Pfaffenhofen
Aufbruch in die Moderne

Kammermusikabend für Cello und Klavier im Rathaus Pfaffenhofen begeistert das Publikum

21.11.2017 | Stand 02.12.2020, 17:11 Uhr

Eingespieltes Duo: Cellistin Jessica Kuhn und ihre langjährige Klavierpartnerin Alessandra Gentile überzeugten bei ihrem Auftritt im Pfaffenhofener Rathaus. - Foto: Erdle

Pfaffenhofen (PK) Cellistin Jessica Kuhn und ihre Klavierpartnerin Alessandra Gentile haben das Publikum beim Kammermusikabend am vergangenen Sonntag im Pfaffenhofener Rathaus gebannt. Besonders mit ihren gleichermaßen sensiblen wie zupackenden Interpretationen überzeugten sie.

Die Cellistin Jessica Kuhn und ihre langjährige Klavierpartnerin Alessandra Gentile stellten unter dem Motto "Aufbruch" vier Werke vor, die auf unterschiedliche Weise einen Neubeginn thematisierten. Darunter befand sich auch eine Komposition aus der Wiener Klassik: Ludwig van Beethovens op. 102 Nr. 2, seine fünfte und letzte Cellosonate, 1815 entstanden, markiert bereits den Übergang zum Beethovenschen Spätstil der letzten Streichquartette. Vom durchaus trotzigen Beginn des ersten Satzes macht Beethoven in knappen Motiven klar, wie ernst er den Dialog der zwei Instrumente nimmt, und dass dieses Gespräch nirgends in gefälligem Konversationsgeplauder stattfindet. Vordergründige Virtuosität findet nicht statt, vielmehr eine bewusste Zurücknahme der Mittel, besonders sinnfällig im zentralen zweiten Satz, einem fast ins Übermäßige gedehnten Adagio, das mit seinen Choral-Anklängen und lang gehaltenen schwebenden Tönen als "von jenseitigem Charakter" gilt.

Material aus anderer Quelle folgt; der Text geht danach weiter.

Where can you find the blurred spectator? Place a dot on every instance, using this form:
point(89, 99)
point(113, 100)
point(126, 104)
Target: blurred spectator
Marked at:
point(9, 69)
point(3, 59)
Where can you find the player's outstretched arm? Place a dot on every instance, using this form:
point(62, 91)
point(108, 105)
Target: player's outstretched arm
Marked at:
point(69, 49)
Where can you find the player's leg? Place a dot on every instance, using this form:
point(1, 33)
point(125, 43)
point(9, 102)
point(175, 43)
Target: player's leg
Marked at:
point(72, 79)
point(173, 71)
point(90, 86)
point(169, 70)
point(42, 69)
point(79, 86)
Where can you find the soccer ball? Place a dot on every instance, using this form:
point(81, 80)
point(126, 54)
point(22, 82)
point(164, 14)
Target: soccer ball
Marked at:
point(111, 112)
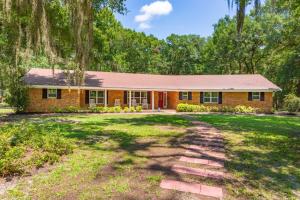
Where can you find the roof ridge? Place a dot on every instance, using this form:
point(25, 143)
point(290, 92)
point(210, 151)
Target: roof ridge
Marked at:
point(89, 71)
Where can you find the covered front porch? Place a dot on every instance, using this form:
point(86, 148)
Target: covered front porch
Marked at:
point(149, 100)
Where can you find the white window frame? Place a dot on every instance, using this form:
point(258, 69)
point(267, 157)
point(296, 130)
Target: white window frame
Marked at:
point(97, 97)
point(140, 98)
point(210, 97)
point(51, 97)
point(185, 95)
point(257, 96)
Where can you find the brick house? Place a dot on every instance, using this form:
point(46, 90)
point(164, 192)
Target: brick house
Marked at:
point(48, 90)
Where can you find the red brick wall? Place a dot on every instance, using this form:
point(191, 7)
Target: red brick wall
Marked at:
point(38, 104)
point(77, 99)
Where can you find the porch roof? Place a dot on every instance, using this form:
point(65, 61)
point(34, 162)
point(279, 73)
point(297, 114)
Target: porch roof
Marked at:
point(38, 77)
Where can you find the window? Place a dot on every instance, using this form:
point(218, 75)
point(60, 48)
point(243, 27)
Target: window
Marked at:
point(97, 97)
point(255, 95)
point(52, 93)
point(139, 96)
point(211, 97)
point(185, 95)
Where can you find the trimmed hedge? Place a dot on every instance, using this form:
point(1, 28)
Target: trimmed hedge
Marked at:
point(116, 109)
point(292, 103)
point(201, 108)
point(27, 146)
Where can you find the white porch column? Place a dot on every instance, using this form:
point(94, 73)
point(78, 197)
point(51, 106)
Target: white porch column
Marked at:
point(129, 98)
point(105, 98)
point(152, 102)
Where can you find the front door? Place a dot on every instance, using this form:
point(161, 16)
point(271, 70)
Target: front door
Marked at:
point(162, 99)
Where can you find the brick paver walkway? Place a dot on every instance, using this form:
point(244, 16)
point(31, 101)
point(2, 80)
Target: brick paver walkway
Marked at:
point(205, 150)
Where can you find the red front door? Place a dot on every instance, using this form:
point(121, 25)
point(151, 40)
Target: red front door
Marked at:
point(160, 99)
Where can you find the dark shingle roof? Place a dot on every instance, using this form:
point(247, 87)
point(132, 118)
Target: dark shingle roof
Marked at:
point(111, 80)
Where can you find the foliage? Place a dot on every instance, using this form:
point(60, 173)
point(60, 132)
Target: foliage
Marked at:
point(28, 145)
point(67, 109)
point(126, 109)
point(292, 103)
point(132, 109)
point(17, 97)
point(139, 109)
point(183, 107)
point(244, 109)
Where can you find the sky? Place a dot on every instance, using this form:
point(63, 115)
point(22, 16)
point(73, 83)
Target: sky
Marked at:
point(164, 17)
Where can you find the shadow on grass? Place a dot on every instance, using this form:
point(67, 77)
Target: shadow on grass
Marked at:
point(93, 131)
point(264, 149)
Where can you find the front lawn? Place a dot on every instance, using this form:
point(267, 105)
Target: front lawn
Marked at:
point(126, 156)
point(264, 154)
point(110, 159)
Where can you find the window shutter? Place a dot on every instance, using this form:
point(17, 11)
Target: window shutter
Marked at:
point(125, 97)
point(262, 96)
point(58, 94)
point(190, 95)
point(220, 98)
point(87, 97)
point(201, 97)
point(148, 97)
point(45, 93)
point(107, 97)
point(180, 95)
point(249, 96)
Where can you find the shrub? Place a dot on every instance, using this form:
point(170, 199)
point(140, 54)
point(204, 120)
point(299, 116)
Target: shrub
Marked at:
point(183, 107)
point(126, 109)
point(132, 109)
point(213, 109)
point(226, 109)
point(117, 109)
point(244, 109)
point(28, 145)
point(110, 109)
point(292, 103)
point(17, 96)
point(70, 109)
point(97, 109)
point(139, 109)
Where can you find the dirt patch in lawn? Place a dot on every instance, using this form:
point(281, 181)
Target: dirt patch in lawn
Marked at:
point(137, 173)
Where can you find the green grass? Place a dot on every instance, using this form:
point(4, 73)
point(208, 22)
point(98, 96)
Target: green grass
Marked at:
point(6, 111)
point(264, 154)
point(108, 161)
point(104, 158)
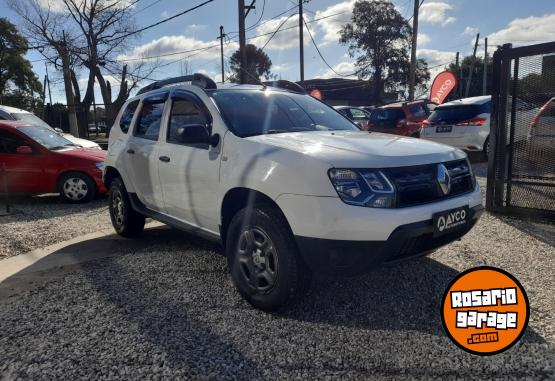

Die abschließende dreistimmige Fuge, die sich aus einem Tonleitermotiv entwickelt und schroff synkopendurchsetzt vorwärts stürmt, lässt alle Rokokotändelei weit hinter sich - man ist versucht, sich vorzustellen, wie ein solches Werk 1815 auf die wohlklanggewöhnten Zuhörer gewirkt haben mag: Die Moderne hat es auch in der Vergangenheit schon lange gegeben!

Die verlangte Expressivität der Sonate kommt Kuhn offenkundig sehr entgegen, ruppige und lyrische Abschnitte gestaltet sie gleichermaßen gelungen, der Ton ihres Cellos ist voll und griffig, bisweilen sogar von einer Klangfülle, die an die Resonanz eines Kontrabasses denken lässt. Auch ohne ausdrücklichen Hinweis in den erläuternden Zwischenmoderationen der Cellistin ist erkennbar, dass Kuhn viel daran gelegen ist, sich nicht nur auf häufig ausgeschrittenen Wegen des Repertoires zu bewegen, sondern (etwa in einer eigenen Konzertreihe in Schloss Nymphenburg) immer wieder Neues wie Unbekanntes zu bringen. Weitgehend unbekannt ist noch immer das umfassende Werk des 1919 geborenen Polen Mieczyslaw Weinberg, der - unter anderem gefördert von Dmitri Schostakowitsch - 1996 in Moskau gestorben ist. Weinbergs erste Cellosonate (1945) vereint moderne und traditionelle Elemente zu einer interessanten Synthese und erinnert in mancher Passage an Maschinenmusik à la "Metropolis". Insbesondere hier konnte Pianistin Alessandra Gentile ihre große rhythmische Präzision ebenso unter Beweis stellen wie ihr Gespür für die exakt ausgeglichene Klangbalance, die das langjährige Zusammenspiel der beiden Künstlerinnen belegte. Nach der Pause zwei fröhliche Aufbrüche mit Robert Schumanns vitalem Adagio & Allegro op. 70 und insbesondere der Cellosonate von Francis Poulenc. Poulenc verbindet wenig Polyphonie mit viel Klarheit, Witz und Ironie, ohne dabei die unterschiedlichsten Aufgaben und Finessen für das Cello aus den Augen zu verlieren. Offenkundig ein Stück, das zu spielen den Künstlerinnen ebensolches Vergnügen macht wie dem Publikum, es zu hören.